A jester by E. Mohn after A. Lambron.


#1: Evolve’s Incompetence Was a Feature, Not a Bug

What happened?

Evolve keeps screwing up. Here’s the latest from Jason Mikula:

A Russia-linked ransomware group known as LockBit, which has conducted thousands of attacks in recent years, claimed on its site it had a cache of data from the US central bank, the Federal Reserve, that it would release if the ransom it demanded was not paid.

But when the data was released early Wednesday morning, it became clear it wasn’t the Federal Reserve’s, but rather Evolve Bank & Trust’s.

So what?     

33 terabytes of information stolen. Names, addresses, SSNs/EINs, pictures of identity docs, ACH and wire files, settlement files, card primary account numbers (PANs), card transaction records, internal bank emails, and god knows what else.

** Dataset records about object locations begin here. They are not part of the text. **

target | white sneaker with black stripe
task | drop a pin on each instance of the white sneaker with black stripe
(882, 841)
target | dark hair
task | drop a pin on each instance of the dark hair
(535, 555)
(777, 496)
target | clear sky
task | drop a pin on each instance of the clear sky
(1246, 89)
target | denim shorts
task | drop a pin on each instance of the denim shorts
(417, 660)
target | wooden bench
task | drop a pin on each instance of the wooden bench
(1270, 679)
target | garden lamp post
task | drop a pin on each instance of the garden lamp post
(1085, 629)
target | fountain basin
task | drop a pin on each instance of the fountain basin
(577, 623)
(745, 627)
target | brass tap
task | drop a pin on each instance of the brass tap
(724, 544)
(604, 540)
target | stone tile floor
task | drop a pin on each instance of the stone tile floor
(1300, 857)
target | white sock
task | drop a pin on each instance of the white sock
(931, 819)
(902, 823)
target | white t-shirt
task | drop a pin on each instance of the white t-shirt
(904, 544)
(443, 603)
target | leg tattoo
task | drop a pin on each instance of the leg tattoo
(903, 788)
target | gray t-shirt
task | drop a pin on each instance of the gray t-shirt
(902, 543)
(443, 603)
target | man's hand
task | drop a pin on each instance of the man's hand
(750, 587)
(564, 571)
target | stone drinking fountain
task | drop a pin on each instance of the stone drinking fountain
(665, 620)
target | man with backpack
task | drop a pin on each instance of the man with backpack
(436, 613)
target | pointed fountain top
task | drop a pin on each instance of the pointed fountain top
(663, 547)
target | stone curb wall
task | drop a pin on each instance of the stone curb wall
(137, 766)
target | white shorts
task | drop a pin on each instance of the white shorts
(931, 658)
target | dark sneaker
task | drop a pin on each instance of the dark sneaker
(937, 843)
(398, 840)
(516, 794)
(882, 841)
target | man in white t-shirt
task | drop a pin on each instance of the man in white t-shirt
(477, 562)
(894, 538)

All supposedly obtained through a compromised Microsoft Azure tenant.


As Jason pointed out yesterday, Evolve is arguably the most prolific partner bank supporting fintech programs in the U.S., including (at one time or another) Affirm, Bilt, Branch, Dave, Deserve, Earnin, Juno, Melio, Mercury, Rho, Stripe Treasury, Shopify, Step, and YieldStreet.

A natural question is why? Why would so many fintech companies choose to build on top of a bank that is so bad at being a bank? A bank that chose to tie its fortunes to a middleware platform as irresponsible as Synapse. A bank that is now operating under a breathtakingly comprehensive enforcement action from the Federal Reserve (which it should have been hit with a long time ago). Why?!?

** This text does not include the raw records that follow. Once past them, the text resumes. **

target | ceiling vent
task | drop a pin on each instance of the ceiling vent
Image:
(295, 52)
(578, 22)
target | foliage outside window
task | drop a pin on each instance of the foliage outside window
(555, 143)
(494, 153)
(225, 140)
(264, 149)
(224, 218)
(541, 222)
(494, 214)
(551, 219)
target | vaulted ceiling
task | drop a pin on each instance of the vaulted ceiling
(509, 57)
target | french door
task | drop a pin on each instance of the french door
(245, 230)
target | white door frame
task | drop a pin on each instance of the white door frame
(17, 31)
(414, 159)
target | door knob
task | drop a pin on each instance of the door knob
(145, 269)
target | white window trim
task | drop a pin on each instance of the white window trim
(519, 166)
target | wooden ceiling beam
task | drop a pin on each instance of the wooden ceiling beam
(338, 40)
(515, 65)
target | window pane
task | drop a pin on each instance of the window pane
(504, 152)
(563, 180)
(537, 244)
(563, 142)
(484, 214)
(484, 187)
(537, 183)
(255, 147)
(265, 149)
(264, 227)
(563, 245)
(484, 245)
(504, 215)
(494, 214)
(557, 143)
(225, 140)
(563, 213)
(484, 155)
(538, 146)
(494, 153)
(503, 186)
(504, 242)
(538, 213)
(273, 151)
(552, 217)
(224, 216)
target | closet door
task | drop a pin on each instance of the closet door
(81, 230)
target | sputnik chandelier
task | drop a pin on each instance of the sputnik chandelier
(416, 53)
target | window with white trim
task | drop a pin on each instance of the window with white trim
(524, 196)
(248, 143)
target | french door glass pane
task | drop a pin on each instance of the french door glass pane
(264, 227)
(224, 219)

Well, Mr. Mikula took a peak at some of the files that were released in the hack, and what he found gives us a good clue:

A cursory analysis of account details reviewed by Fintech Business Weekly with support from information security researchers and AML experts gives ample cause for concern.

Businesses are generally required and must be able to demonstrate an actual physical presence in the United States, not just a company with a P.O. Box or registered agent address, in order to access banking services in the country.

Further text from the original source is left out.